Nvidia drivers do not boot in fresh Ubuntu 20.04 LTS with eGPU that works well with default Nouveau driver

After installing NVIDIA graphics drivers, cannot boot into desktop environment, on a fresh install of Ubuntu 20.04 LTS, on an Intel NUC10FNH, with Akitio Node eGPU enclosure and Geforce GTX 1080 Ti graphics card.

Processor: Intel® Core™ i7-10710U CPU @ 1.10GHz × 12
Graphics: Mesa Intel® UHD Graphics (CML GT2) / NV132

I’ve tried nearly all driver versions listed by ubuntu-drivers devices from 418 to 455, and they all hang the boot on a black screen with flashing cursor after a disk check (although ssh works). I’ve tried every documented install method from the additional drivers GUI, to ubuntu-drivers autoinstall, to direct install of a specific version with ppa and apt. Using the default builtin nouveau driver works flawlessly on the eGPU monitor, however I need to install CUDA and use nvidia-smi.

Here are some debug logs I collected, after following this thread:
nvidia-bug-report-part1.txt (2.2 MB) nvidia-bug-report-part2.txt (2.0 MB)

As far as I can tell, there’s no special blacklisting of nvidia happening anywhere. There’s no nvidia-specific files in /etc/modprobe.d/. Running sudo prime-select query over ssh shows nvidia when boot is hanging. I originally had secure boot enabled when first attempting the graphics driver install through the GUI, but disabled it after the first failed restart.

Thanks!

1 Like

Here are some additional debug files collected through ssh (could not upload more than 3 files in OP, also could not upload files larger than 4.4MB, so I split the debug report above in two):
grep_nvidia_in_lib_udev_rules_d.txt (2.0 KB) lib_modprobe_d_nvidia_graphics-drivers_conf.txt (81 Bytes) lib_modprobe_d_nvidia_kms_conf.txt (109 Bytes)

lshw.txt (1.1 KB) nvidia-smi.txt (1.5 KB)

Can we get the output of journalctl?

It’s fairly noisy, so instead of splitting into 14 files, here’s a dropbox link:

Could the following boot error be relevant?

Initramfs unpacking failed: Decoding failed

Thanks!

1 Like

Any insight? Are there any other resources about nvidia boot behaviour in ubuntu 20?

1 Like

I believe I ran in to the same issue when using a NUC with a Razer Core X/2080Ti on Ubuntu 20.04. The issue for me was that Xorg was unloading the nvidia driver because I had not set the AllowExternalGpus option in my xorg config file.

Check if you’re running into that issue by looking at the Xorg.0.log (or something similar) within the /var/log directory. If its the lack of that flag you’ll probably see a message somewhere in there about it.

Another user had a similar issue with that intitramfs error.
did you try: update-initramfs -c -k all ?

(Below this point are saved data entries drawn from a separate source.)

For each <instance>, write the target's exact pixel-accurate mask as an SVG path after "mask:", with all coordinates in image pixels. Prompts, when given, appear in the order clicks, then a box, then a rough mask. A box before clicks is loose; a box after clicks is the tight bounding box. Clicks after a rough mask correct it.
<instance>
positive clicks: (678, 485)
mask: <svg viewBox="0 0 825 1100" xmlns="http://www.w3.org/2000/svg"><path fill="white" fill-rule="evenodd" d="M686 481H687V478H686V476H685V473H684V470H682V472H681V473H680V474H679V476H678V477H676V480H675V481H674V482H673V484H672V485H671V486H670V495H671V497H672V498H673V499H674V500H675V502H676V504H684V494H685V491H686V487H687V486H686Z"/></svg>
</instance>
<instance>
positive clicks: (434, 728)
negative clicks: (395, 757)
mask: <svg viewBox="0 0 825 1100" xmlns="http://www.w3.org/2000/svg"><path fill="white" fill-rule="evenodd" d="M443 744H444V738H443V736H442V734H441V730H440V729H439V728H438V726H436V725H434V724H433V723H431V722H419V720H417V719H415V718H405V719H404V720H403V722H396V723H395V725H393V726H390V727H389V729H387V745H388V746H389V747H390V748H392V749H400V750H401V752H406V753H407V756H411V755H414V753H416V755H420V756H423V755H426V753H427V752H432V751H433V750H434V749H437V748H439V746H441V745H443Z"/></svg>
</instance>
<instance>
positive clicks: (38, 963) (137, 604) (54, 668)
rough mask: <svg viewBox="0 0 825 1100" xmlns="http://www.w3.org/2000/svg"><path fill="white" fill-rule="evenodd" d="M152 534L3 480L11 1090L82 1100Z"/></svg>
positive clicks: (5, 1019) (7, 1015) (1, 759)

Thanks!! Adding the AllowExternalGpus to the Xorg config did indeed solve the boot issue.

Before this fix, I had noticed that I could boot properly without the eGPU, login to desktop using the internal intel GPU, then hot-plug the eGPU after logging in, and it would work as expected for cuda applications (desktop environment would still run on intel). Hot-unplug did not (and still does not) work, as expected/mentioned in the nvidia driver notes.

After the fix, I can now reboot safely with the eGPU plugged in. However it prefers the eGPU for rendering the desktop environment, how can I prioritize the integrated intel GPU for this? The prime-select command doesn’t seem to do anything, based on intel_gpu_top and the Xorg processes/power usage listed by nvidia-smi.

I had not run this manually (although I think apt was already triggering updates to initramfs after related installs); running this did not resolve the error message from journalctl.

I also tested to see if hot-plug (not hot-unplug) still works. Not unsurprisingly it does not, it enters an unstable state where the GPU is not even detected by lspci -nnv | grep -A 18 'VGA' or IOMMU group lists. Even between reboots, the GPU is no longer detected (although thunderbolt and the Akitio Node box still is). However, commenting out the AllowExternalGpus and rebooting (with the eGPU on) into the original black screen seems to do some kind of reset; since using SSH, I can then detect the eGPU and run cuda or nvidia-smi. If I then shutdown, then turn off the eGPU, and then turn on the NUC, login, and then turn on the eGPU (hot-plug), this brings it back to the original state.

So it looks like I can either boot with the eGPU on or hot-plug the eGPU after boot, but not both. Advantage of the hot-plug method is that the desktop renders with the intel GPU; advantage of the boot method is that it’s easier to use, and reboot, remotely.